I respectfully dissent. Under OCGA § 51-12-5.1 (b), punitive damages can be awarded if clear and convincing evidence shows that a defendant’s actions amounted to “willful misconduct, malice, fraud, wantonness, oppression, or that entire want of care which would raise the presumption of conscious indifference to consequences.” Ordinarily, whether a defendant’s actions were wilful or wanton so as to authorize a punitive damage award is a jury issue. Christopher Investment Properties v. Cox, 219 Ga. App. 440, 444 (465 SE2d 680) (1995). And on summary judgment, the trial court cannot resolve facts or reconcile the issues; instead, the court can only determine if a factual issue exists, and the party opposing the motion for summary judgment must “be given the benefit of all reasonable doubt and all favorable inferences that may be drawn from the evidence. [Git.]” Fowler v. Smith, 237 Ga. App. 841, 844 (516 SE2d 845) (1999).
Upon construing the evidence under the longstanding summary judgment standard and under the rule that only a jury can usually determine whether to award or deny punitive damages, I cannot agree that summary judgment on this issue was correctly granted.
Gray was driving at a time strictly and clearly prohibited by his Class D license under the former version of OCGA § 40-5-24 (b) (1) (A). And nothing in the record suggests that he was exempted from the prohibition of driving between 1:00 a.m. and 5:00 a.m. by virtue of former OCGA § 40-5-24 (b) (1) (A) (i)-(iv), which allowed drivers having a Class D license to drive during these hours for the limited purposes of employment, school or religious activities, and emergencies. On the contrary, Gray was driving home from a party. He drove in utter disregard of the unambiguous language set out by the legislature in OCGA § 40-5-24. And Gray did not simply violate a “rule of *236the road.” Instead, as argued by the appellants in this case, he should not have been driving, period.3
Decided July 9, 2003.
Jennings, Sparwath & Satcher, Daniel M. Jennings, Stephen H. Sparwath, for appellants.

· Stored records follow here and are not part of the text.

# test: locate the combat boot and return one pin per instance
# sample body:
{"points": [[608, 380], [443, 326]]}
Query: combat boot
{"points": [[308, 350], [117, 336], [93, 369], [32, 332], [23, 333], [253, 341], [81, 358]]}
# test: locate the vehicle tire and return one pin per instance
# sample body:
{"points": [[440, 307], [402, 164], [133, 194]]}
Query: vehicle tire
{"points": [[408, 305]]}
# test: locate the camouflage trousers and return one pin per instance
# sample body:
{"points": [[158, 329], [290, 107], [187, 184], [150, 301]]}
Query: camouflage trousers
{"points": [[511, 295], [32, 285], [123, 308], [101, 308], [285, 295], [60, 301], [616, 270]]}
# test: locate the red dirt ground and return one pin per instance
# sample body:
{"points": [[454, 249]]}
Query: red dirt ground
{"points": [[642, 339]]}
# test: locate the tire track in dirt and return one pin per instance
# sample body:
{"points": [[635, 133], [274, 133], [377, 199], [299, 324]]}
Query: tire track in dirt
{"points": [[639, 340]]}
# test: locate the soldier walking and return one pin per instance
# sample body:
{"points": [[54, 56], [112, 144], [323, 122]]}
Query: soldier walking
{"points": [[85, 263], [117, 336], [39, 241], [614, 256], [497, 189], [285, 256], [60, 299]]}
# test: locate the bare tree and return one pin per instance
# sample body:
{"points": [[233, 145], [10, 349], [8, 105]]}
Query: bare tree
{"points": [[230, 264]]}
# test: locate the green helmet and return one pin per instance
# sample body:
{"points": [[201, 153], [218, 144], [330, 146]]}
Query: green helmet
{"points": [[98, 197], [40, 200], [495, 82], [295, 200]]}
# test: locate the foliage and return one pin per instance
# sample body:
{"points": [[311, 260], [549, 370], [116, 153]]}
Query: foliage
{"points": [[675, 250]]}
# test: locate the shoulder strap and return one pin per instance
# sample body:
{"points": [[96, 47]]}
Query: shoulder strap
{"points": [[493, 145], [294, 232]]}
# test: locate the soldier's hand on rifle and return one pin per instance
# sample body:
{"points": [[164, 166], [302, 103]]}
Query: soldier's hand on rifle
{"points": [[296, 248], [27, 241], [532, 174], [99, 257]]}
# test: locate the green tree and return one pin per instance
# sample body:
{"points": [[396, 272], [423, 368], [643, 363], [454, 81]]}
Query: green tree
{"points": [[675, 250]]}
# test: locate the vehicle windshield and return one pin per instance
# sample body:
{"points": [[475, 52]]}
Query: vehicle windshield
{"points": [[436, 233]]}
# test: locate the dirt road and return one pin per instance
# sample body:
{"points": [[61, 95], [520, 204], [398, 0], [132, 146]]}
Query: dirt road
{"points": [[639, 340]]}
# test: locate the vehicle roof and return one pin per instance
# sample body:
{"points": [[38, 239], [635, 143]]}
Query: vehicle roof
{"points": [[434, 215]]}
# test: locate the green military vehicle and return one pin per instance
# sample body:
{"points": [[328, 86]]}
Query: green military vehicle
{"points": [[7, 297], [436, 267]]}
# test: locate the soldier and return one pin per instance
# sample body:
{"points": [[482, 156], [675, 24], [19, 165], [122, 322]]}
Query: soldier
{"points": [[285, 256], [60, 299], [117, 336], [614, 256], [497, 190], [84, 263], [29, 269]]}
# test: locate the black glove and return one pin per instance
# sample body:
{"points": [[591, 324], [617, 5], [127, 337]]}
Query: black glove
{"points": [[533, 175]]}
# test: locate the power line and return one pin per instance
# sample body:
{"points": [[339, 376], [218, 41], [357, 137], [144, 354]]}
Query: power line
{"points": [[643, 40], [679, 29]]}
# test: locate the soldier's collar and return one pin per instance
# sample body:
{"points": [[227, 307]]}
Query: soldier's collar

I note that after the collision in this case, OCGA § 40-5-24 was amended to extend the hours during which Class D license holders are prohibited to drive and to omit the exceptions contained in the former statute. See Ga. L. 2001, pp. 184, 185-186, § 1-2. Under the new legislation, such drivers cannot drive at all between the hours of 12:00 midnight and 6:00 a.m. OCGA § 40-5-24 (b) (2) (A). While this statute’s purpose is not expressly recited in the statute itself, one such purpose is obvious: to protect the public in general in addition to protecting young, inexperienced drivers by curtailing such drivers’ ability to drive at a time of night when their already limited ability and judgment are surely compromised. Gray drove in complete disregard of this statute of which he presumably had knowledge, and but for his presence on the road, where he had no right to be in the first place, the collision in this case would not have occurred.

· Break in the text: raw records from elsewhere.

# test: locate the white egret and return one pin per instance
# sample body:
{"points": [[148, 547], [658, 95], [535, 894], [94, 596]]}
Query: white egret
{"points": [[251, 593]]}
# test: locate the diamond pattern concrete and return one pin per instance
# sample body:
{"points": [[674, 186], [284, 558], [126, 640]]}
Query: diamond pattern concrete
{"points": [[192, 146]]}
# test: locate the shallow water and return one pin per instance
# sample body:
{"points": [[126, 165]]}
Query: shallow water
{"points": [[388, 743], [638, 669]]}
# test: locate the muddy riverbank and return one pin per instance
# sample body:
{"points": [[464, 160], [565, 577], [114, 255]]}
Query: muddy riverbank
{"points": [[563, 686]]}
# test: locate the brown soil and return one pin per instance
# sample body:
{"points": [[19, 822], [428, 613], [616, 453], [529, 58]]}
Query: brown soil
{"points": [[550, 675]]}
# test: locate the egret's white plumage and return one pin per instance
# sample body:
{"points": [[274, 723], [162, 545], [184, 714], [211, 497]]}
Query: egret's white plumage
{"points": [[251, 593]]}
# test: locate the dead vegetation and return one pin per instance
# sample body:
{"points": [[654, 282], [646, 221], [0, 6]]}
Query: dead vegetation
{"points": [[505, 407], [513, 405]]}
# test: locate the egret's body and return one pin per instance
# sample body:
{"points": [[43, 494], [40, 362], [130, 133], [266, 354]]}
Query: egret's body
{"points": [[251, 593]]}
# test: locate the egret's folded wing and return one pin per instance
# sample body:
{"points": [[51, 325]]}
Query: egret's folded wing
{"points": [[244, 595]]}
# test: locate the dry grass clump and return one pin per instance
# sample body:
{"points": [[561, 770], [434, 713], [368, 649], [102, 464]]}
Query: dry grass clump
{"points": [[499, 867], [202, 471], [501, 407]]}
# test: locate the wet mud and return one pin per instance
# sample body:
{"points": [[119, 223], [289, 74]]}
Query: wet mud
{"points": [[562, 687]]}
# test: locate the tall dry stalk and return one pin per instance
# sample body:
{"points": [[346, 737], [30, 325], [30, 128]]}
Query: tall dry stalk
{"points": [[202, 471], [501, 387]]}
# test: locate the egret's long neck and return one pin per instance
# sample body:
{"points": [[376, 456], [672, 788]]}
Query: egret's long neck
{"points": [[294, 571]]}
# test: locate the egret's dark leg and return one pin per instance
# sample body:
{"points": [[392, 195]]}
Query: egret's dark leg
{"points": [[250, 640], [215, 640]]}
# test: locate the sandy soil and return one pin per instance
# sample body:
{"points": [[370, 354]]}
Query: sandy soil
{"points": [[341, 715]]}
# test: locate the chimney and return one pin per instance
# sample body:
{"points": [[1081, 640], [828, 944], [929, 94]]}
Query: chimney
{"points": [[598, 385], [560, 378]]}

[W]here the facts and circumstances of the tort show an entire want of care, such conduct gives rise to a presumption of indifference to the consequences, i.e., wantonness, which is sufficient to support an award of punitive damages. The peculiar facts and circumstances of a particular case, when supported by clear and convincing evidence of culpability, may cause ordinary negligence to give rise to the presumption that the conduct showed a conscious indifference to the consequences and an entire want of care.
(Citations omitted.) Langlois v. Wolford, 246 Ga. App. 209, 210 (1) (539 SE2d 565) (2000). In my view, the collision in this case was the very type of incident our licensing statute was designed to prevent, and at the very least, a jury issue exists as to whether Gray’s actions amounted to “a conscious indifference to the consequences” of his actions and an “entire want of care” authorizing an award of punitive damages. I must therefore dissent from the majority opinion.
I am authorized to state that Judge Barnes joins in this dissent.
*237Harper, Waldon & Craig, Russell D. Waldon, Trevor G. Hiestand, for appellee.

 Indeed, the “Uniform Rules of the Road” are found at OCGA §§ 40-6-1 through 40-6-397, a distinct chapter from that devoted to the law concerning driver’s licenses. See OCGA §§ 40-5-1 through 40-5-179.